Díli, 04 mar 2026 (Lusa) — O Banco Central de Timor-Leste (BCTL) alertou hoje para a circulação no território nacional de moedas falsas de 200 centavos (dois dólares) de 2017 e pediu à população para estar atenta.
“Queremos informar o público que, neste momento, o BCTL está a trabalhar em conjunto com as autoridades competentes”, disse o responsável pelas operações monetárias do BCTL, António Espírito Santo, em conferência de imprensa, em Díli.

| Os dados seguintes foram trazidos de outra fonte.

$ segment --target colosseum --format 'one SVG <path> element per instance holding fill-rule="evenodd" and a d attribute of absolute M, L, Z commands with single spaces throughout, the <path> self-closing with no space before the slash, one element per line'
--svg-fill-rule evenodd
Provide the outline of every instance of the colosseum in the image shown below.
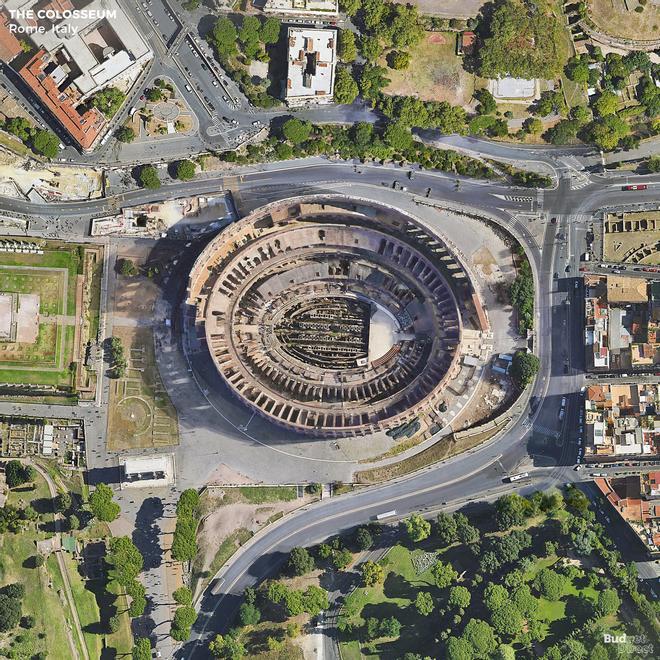
<path fill-rule="evenodd" d="M 463 328 L 487 326 L 439 237 L 344 196 L 282 200 L 226 228 L 195 262 L 187 304 L 236 396 L 322 437 L 392 429 L 438 406 Z"/>

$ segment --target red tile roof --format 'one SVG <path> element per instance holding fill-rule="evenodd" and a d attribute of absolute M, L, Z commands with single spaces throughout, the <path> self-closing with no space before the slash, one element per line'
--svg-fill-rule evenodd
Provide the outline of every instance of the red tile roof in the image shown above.
<path fill-rule="evenodd" d="M 50 55 L 40 50 L 18 73 L 67 133 L 83 149 L 89 149 L 105 126 L 105 117 L 96 108 L 81 115 L 70 94 L 66 90 L 61 92 L 53 78 L 44 72 L 50 62 Z"/>
<path fill-rule="evenodd" d="M 0 12 L 0 60 L 11 62 L 23 52 L 21 42 L 16 35 L 9 31 L 11 19 L 7 14 Z"/>

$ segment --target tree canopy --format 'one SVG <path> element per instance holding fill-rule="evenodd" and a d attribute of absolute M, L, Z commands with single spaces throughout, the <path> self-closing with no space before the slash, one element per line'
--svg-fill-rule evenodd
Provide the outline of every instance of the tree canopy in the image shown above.
<path fill-rule="evenodd" d="M 89 508 L 98 520 L 112 522 L 117 518 L 121 509 L 113 498 L 114 492 L 110 486 L 97 484 L 89 496 Z"/>

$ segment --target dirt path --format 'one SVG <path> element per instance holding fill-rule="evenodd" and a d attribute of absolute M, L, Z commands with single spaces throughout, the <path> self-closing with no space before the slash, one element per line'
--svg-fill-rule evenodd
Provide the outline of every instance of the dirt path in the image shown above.
<path fill-rule="evenodd" d="M 48 472 L 46 472 L 46 470 L 44 470 L 40 465 L 36 463 L 32 463 L 32 465 L 34 469 L 46 480 L 46 483 L 48 484 L 48 490 L 50 492 L 50 496 L 53 498 L 56 497 L 57 488 L 55 487 L 55 484 L 51 479 L 50 475 L 48 474 Z M 55 512 L 55 533 L 60 537 L 60 541 L 61 541 L 62 531 L 60 529 L 61 527 L 60 523 L 61 523 L 60 514 L 58 512 Z M 73 618 L 73 623 L 76 628 L 76 635 L 78 636 L 78 642 L 80 643 L 80 648 L 82 650 L 83 658 L 84 660 L 90 660 L 89 653 L 87 652 L 87 644 L 85 644 L 85 637 L 83 635 L 82 626 L 80 625 L 80 619 L 78 618 L 78 610 L 76 608 L 76 602 L 73 599 L 73 593 L 71 592 L 69 573 L 66 570 L 66 564 L 64 563 L 64 559 L 62 558 L 62 551 L 61 550 L 57 551 L 55 555 L 57 556 L 57 563 L 60 567 L 60 572 L 62 573 L 64 592 L 66 594 L 67 604 L 69 606 L 69 609 L 71 610 L 71 616 Z M 73 640 L 70 639 L 70 641 Z M 80 657 L 77 649 L 75 648 L 75 644 L 72 645 L 71 650 L 76 658 Z"/>

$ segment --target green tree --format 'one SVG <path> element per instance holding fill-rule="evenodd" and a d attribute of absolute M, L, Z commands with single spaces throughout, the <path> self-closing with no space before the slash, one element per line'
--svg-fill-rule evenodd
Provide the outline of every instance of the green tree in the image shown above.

António Espírito Santo explicou que as moedas falsas foram identificadas na sexta-feira, quando bancos comerciais a operar no país levaram moedas ao BCTL para troca.
“A moeda falsa produzida por estes criminosos tenta imitar a original, mas não é igual. Tecnicamente, existem várias diferenças” às quais é preciso estar atento, disse António Espírito Santo.
A moeda original de 200 centavos é de boa qualidade, pesada e além da inscrição do ano 2017 tem a marca BCTL em letras pequenas, o desenho do Monte Matebian com um búfalo no campo, bem como a inscrição “República Democrática de Timor-Leste”, com acento no “Ú” e no “Á”, explicou o responsável.
O superintendente assistente chefe das operações da Direção do Serviço de Investigação Criminal, Mouzinho Correia, afirmou que as autoridades estão a procurar os autores do crime e que o processo de investigação está em curso.
“No caso destas moedas falsas, o Estado é a principal vítima, assim como a comunidade. Por isso, os nossos agentes no terreno estão a procurar os responsáveis”, declarou o comandante da polícia de investigação.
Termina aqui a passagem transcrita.